Le système immunitaire des dauphins est riche d’enseignements

L’étude des anticorps des dauphins révèle que certaines espèces sauvages sont atteints d’une maladie encore mal caractérisée.

Les anticorps constituent une des lignes de défense des organismes pour détecter et éliminer les agents pathogènes comme les virus ou les bactéries. Chez l’homme, ils sont aussi recherchés dans les analyses sanguines pour établir le diagnostic de certaines maladies. Chaque anticorps étant spécifique d’un germe donné, la présence dans le sang d’un anticorps contre la grippe, par exemple, signifie que l’organisme a été en contact avec le virus.

Mais pour les 42 espèces de dauphins connues, il n’y pas de tests sanguins similaires car les anticorps de ces derniers n’ont jamais été catalogués. A l’heure où ces cétacés affrontent de nombreuses menaces liées au réchauffement climatiques, aux pollutions et aux nuisances humaines, recenser ces marqueurs constitue une des étapes nécessaires pour dresser le « statut immunitaire » des dauphins et mieux déterminer quelles maladies sont les plus virulentes dans les océans.

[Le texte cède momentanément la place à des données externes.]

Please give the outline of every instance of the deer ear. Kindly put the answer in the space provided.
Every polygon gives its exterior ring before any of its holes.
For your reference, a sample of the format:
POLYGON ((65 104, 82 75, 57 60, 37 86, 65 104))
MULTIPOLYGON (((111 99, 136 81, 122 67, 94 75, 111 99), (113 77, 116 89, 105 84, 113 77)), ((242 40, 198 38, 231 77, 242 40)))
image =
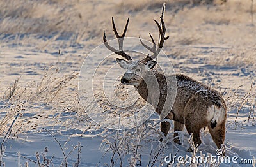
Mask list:
POLYGON ((153 68, 156 66, 156 61, 152 60, 152 61, 148 61, 146 63, 146 66, 147 66, 150 69, 152 69, 153 68))
POLYGON ((128 62, 125 60, 124 59, 118 59, 116 58, 116 61, 117 62, 117 63, 118 63, 119 66, 124 69, 127 69, 127 65, 128 65, 128 62))

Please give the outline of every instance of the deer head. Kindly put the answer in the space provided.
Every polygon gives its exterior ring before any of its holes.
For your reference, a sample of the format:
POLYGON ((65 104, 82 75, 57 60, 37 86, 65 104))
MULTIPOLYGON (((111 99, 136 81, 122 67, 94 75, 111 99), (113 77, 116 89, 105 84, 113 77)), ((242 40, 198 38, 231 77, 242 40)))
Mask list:
POLYGON ((140 42, 141 43, 142 45, 143 45, 147 49, 152 52, 153 54, 150 56, 148 55, 145 59, 140 61, 133 61, 131 56, 128 55, 123 50, 123 41, 127 29, 129 20, 129 18, 128 18, 126 22, 123 34, 122 36, 120 36, 119 34, 117 33, 116 27, 115 25, 114 19, 112 17, 112 25, 113 31, 118 41, 118 49, 115 49, 108 45, 107 39, 106 38, 105 31, 104 31, 103 41, 104 42, 106 47, 108 49, 116 53, 116 54, 121 55, 126 59, 121 59, 119 58, 116 59, 116 61, 118 63, 119 66, 121 68, 127 69, 126 72, 124 73, 123 77, 121 79, 122 84, 126 85, 133 85, 134 86, 136 86, 140 85, 140 84, 143 80, 143 78, 145 78, 145 77, 146 77, 146 76, 147 75, 147 73, 151 71, 157 64, 156 61, 154 61, 154 59, 155 59, 157 56, 163 46, 164 40, 167 40, 169 36, 168 36, 166 37, 164 37, 166 28, 163 18, 161 18, 162 26, 161 26, 160 24, 156 20, 154 20, 157 25, 160 33, 160 41, 157 48, 156 47, 156 45, 153 39, 153 37, 150 34, 149 34, 149 35, 150 36, 152 42, 153 43, 153 46, 152 47, 150 47, 143 43, 141 38, 140 38, 140 42))

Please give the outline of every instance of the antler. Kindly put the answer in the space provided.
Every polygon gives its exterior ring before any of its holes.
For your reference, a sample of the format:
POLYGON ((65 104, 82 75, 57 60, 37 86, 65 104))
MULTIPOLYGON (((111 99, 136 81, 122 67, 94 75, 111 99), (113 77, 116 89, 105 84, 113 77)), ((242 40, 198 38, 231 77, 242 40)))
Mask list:
POLYGON ((164 36, 166 29, 165 27, 164 20, 163 20, 163 18, 161 17, 160 17, 160 18, 161 18, 161 23, 162 24, 162 27, 161 27, 159 24, 156 20, 154 20, 154 21, 155 21, 155 22, 157 25, 158 29, 159 30, 159 33, 160 33, 160 41, 159 41, 159 43, 158 45, 157 50, 156 49, 155 41, 154 40, 154 38, 152 36, 152 35, 150 34, 150 33, 149 33, 149 36, 150 36, 151 40, 154 44, 153 47, 150 47, 146 45, 144 43, 142 42, 141 40, 140 39, 140 37, 139 37, 140 42, 141 43, 142 45, 143 45, 144 47, 145 47, 147 49, 149 50, 150 52, 153 52, 153 55, 152 55, 151 56, 148 55, 148 56, 147 56, 146 58, 145 58, 144 59, 141 61, 141 62, 143 63, 146 63, 148 61, 155 59, 157 56, 157 55, 159 54, 161 49, 163 48, 163 46, 164 45, 164 40, 167 40, 169 38, 169 36, 167 36, 166 37, 164 36))
POLYGON ((131 56, 128 55, 123 50, 124 38, 125 37, 126 31, 127 30, 129 18, 130 18, 128 17, 127 21, 126 22, 125 27, 124 28, 124 30, 123 34, 122 36, 120 36, 118 34, 118 33, 117 33, 116 26, 115 25, 114 18, 113 18, 113 17, 112 17, 112 25, 113 25, 113 31, 114 31, 115 34, 116 35, 116 38, 118 40, 118 44, 119 44, 119 49, 118 50, 115 49, 113 47, 112 47, 111 46, 110 46, 109 45, 108 45, 107 38, 106 38, 105 30, 103 31, 103 41, 104 42, 104 45, 105 45, 106 47, 108 50, 116 53, 116 54, 118 54, 118 55, 124 57, 124 58, 125 58, 126 59, 127 59, 129 61, 131 61, 131 60, 132 60, 132 58, 131 57, 131 56))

Des chercheurs de l’université de Floride et de l’aquarium de Georgie ont donc mené une vaste recherche portant sur des dauphins sauvages et d’autres détenus dans des aquariums pour identifier des anticorps qui ont permis de dresser un premier état de l’immunité de quelques espèces. Ils publient leurs premiers résultats dans la revue BMC Veterinary Research.

Dauphins

Une avancée qui permet déjà de constater des différences importantes entre dauphins sauvages et captifs : « Lorsque nous avons comparé les échantillons, nous avons pu voir que le profil immunitaire de certains dauphins sauvages était très différent de ceux en captivité » souligne Mayhar Nouri-Shirazi, auteur principal de l’étude. L’organisme de ces derniers semblent réagir à des agressions, des maladies, que ne connaissent pas les dauphins élevés en captivité. Une donnée qui confirme une récente étude indiquant que les dauphins libres sont plus malades que ceux des aquariums.

De nombreuses études suggèrent une corrélation entre les contaminants environnementaux, les troubles immunitaires et la susceptibilité aux maladies chez les dauphins sauvages et d’autres mammifères marins, sans pour autant arriver à des conclusions définitives. Les scientifiques et les vétérinaires avaient besoin d’un moyen de caractériser le statut immunitaire des dauphins pour enquêter et confirmer cette corrélation.

Aujourd’hui, grâce, à cette recherche ils vont disposer d’un nouvel outil pour mener à bien cette tâche. Et la méthode employée pourrait aussi être utilisée pour d’autres mammifères marins.